Hoffe ich schaffe das. Melde mich morgen nochmal bei dir speedy wegen treffpunkt... müsste aber eig. klappen


----------



## SpeedyR (24. September 2009)

'n Abend!

Wir wollen am Samstag den Bikepark Silbersattel besuchen.Das Wetter soll sich ab morgen deutlich bessern.

Zeittechnisch müssten wir noch was ausmachen.

Den Abend lassen wir dann gemütlich ausklingen  ,wir können evtl wieder grillen.Letztes WE obwohl ich leider nicht fahren konnte,war die 'Aktion richtig lässig.Ich denke alle hatten richtig viel spass!

Beste Grüße Rafael

Ps:Radfahren abseits der unbefestigten Wege rokkt,gell Sacki !


----------



## Robin Hood (24. September 2009)

nahmd männers, 

dann werd ich mir auch mal die ehre geben 
felix is auch dabei und feiert seinen ersten bikepark einsatz 

uhrzeit? 
der lift macht um 10.30h (was sind das für zeiten?!) auf - fahren wir früher hoch und schieben die erste runde hoch?

grüße


----------



## matziie (25. September 2009)

Felix hat mir geschrieben morgen treffen wir uns um 14.00 Uhr am anger zum fahren ?


----------



## Robin Hood (25. September 2009)

jo, silbersattel is auf sonntag verschoben 

grüße


----------



## matziie (25. September 2009)

alles klar. dann bin ich morgen dabei


----------



## MTB-News.de




----------



## SpeedyR (25. September 2009)

Exakt.Ich habe mitm Bastimann zwar auf 15uhr ausgemacht,aber wir können ja davor noch ein wenig durch Coburg 'rollen 

Sonntag is Silbersaddel geplant.ja!

Bis denne dann...

Rafael


----------



## Sackmann (26. September 2009)

Jawoll, fahren abseits der unbefestigten wege is echt subber... 
Unter der Woche bin ich dann aa mal widder dabei, da muss noch was gehn solang des Wetter mitmacht...


----------



## SpeedyR (27. September 2009)

Jederzeit!

Roudfahrn war auch heute wiedermal klasse.Lässiges Tempo,alle waren zufrieden.Hat richtig Spass gemacht,nich nur dank der Sonne.Mit 6 'Leutn der Rekord.juhhuuu!

Morgen,ok nachhher gehts aufm 'Silbersattel.

Schauen wir mal.

Grüße Rafa


----------



## Sackmann (27. September 2009)

Wollt mitm Basti morgen nachm Fussball noch ne kleine Feierabendrunde machen.
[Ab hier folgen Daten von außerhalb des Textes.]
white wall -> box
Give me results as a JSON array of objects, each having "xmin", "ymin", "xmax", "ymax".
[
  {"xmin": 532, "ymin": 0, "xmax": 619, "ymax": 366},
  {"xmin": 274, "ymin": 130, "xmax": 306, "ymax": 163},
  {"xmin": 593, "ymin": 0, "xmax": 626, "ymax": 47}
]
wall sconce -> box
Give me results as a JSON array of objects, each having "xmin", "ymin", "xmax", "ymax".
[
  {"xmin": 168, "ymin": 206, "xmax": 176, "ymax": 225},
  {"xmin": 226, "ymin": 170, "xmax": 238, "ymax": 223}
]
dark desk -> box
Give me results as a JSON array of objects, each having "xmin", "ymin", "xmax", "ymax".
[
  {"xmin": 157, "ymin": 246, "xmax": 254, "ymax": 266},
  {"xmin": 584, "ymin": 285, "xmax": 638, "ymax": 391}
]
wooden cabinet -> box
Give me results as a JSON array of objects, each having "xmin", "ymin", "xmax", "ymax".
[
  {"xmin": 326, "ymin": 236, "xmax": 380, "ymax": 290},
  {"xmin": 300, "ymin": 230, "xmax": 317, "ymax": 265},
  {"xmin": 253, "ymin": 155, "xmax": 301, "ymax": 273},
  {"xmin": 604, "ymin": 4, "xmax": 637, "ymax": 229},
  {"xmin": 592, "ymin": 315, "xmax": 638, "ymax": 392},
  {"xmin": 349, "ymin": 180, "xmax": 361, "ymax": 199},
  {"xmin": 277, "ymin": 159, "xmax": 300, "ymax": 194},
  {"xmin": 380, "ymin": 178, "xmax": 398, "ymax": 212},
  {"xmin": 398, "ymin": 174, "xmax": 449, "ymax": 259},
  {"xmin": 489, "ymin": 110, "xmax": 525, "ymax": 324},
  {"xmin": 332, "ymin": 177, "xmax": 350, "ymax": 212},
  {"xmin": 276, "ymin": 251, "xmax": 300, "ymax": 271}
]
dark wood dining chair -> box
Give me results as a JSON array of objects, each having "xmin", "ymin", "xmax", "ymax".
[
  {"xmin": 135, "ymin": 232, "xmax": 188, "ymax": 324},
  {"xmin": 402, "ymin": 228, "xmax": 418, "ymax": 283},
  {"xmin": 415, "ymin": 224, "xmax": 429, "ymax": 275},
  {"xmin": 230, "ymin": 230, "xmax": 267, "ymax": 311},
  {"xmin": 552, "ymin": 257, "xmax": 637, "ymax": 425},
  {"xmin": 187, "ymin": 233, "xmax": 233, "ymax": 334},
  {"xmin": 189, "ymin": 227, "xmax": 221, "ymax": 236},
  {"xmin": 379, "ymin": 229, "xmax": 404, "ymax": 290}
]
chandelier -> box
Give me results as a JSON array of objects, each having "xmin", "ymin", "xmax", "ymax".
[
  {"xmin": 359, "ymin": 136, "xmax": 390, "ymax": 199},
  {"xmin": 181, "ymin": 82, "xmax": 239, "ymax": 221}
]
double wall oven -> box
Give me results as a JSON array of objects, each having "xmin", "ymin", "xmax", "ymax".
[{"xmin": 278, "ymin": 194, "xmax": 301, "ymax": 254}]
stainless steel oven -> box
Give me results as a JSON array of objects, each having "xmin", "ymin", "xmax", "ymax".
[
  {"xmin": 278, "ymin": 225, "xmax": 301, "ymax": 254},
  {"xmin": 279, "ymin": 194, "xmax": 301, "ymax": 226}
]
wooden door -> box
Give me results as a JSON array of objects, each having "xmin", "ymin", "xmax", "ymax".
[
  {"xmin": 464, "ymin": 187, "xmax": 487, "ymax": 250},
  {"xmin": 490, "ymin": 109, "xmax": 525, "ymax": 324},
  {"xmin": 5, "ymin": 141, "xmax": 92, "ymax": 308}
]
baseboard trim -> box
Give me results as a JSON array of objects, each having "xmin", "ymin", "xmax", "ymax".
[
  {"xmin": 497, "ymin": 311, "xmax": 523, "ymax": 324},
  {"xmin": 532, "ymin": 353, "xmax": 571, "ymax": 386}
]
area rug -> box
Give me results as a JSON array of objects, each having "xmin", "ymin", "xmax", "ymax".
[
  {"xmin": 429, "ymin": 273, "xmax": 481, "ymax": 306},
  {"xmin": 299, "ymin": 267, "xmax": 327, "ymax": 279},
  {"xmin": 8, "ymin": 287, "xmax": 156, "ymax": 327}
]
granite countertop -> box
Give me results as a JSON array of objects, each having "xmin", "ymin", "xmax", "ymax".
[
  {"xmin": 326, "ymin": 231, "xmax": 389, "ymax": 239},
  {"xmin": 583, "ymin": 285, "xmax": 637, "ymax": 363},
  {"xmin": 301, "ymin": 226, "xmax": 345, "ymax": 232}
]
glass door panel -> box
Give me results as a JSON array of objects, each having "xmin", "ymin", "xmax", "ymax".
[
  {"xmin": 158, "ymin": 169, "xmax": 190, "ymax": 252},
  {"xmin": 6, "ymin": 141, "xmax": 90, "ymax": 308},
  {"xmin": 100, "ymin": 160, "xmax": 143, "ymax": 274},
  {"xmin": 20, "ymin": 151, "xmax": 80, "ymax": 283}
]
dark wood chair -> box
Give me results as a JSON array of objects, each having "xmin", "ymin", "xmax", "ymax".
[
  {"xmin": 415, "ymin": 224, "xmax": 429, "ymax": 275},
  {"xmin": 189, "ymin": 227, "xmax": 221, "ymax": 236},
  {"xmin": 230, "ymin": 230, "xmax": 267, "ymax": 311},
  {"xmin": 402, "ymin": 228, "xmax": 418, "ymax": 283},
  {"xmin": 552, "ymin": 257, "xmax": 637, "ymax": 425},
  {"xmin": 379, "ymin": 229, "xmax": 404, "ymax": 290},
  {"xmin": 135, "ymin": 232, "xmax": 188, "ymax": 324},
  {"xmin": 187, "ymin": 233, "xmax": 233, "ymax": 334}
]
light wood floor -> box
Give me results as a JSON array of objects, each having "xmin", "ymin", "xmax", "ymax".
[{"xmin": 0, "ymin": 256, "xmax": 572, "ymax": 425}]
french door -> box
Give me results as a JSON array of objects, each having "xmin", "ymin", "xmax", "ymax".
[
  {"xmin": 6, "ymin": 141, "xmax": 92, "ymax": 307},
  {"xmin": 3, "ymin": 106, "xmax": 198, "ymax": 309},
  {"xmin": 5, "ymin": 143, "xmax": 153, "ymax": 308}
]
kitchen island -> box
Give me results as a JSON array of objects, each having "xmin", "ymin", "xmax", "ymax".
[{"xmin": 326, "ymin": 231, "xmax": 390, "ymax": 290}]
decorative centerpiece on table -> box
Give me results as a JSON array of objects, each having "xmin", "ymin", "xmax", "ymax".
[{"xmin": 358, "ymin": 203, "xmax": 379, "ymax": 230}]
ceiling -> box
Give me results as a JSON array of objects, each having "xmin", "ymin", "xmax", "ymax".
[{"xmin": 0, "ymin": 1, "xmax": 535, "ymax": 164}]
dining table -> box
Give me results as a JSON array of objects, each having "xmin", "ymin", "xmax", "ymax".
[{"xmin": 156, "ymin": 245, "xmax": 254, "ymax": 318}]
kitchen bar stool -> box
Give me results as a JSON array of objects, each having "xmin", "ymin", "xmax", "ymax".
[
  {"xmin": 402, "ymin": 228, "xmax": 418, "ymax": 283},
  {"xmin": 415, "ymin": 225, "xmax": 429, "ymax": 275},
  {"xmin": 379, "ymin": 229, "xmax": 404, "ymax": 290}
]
Und dann muss ich mal schaun. dass ich des scheiss Spiel aus meiner VR-Nabe bekomm, des nervt, auch wenns mans gar net wirklich merkt... Bin da eben etwas sensibel...


----------



## matziie (30. September 2009)

Wollt mal anfragen 
Wie wärs dieses Wochenende wieder mit so einer schönen Tour wie letzten Samstag?


----------



## Rauschy (30. September 2009)

Ich werde nicht mitfahren mein knie macht seit steinach wieder Probleme...
war anscheinend doch noch net soooo ganz ok, wills erstmal wieder richtig heilen lassen.

Und Sebastian ist ja leider eh erstmal für länger auser betrieb....


----------



## MTB-News.de




----------



## matziie (1. Oktober 2009)

Hm okay dann dir schonmal gute besserung 

Was genau ist mit Basti eigentlich passiert? Und was für ne Verletzung hat er ?


----------



## Robin Hood (1. Oktober 2009)

moin, 
meld mich selber mal 

für mich is die saison gelaufen - hab nen kreuzbandriss und werd demnächst operiert.... is sehr sehr bekackt gelaufen.
hoff mal, dass ich nach der op ganz langsam mitm biken wieder anfangen kann, mal schaun wies läuft.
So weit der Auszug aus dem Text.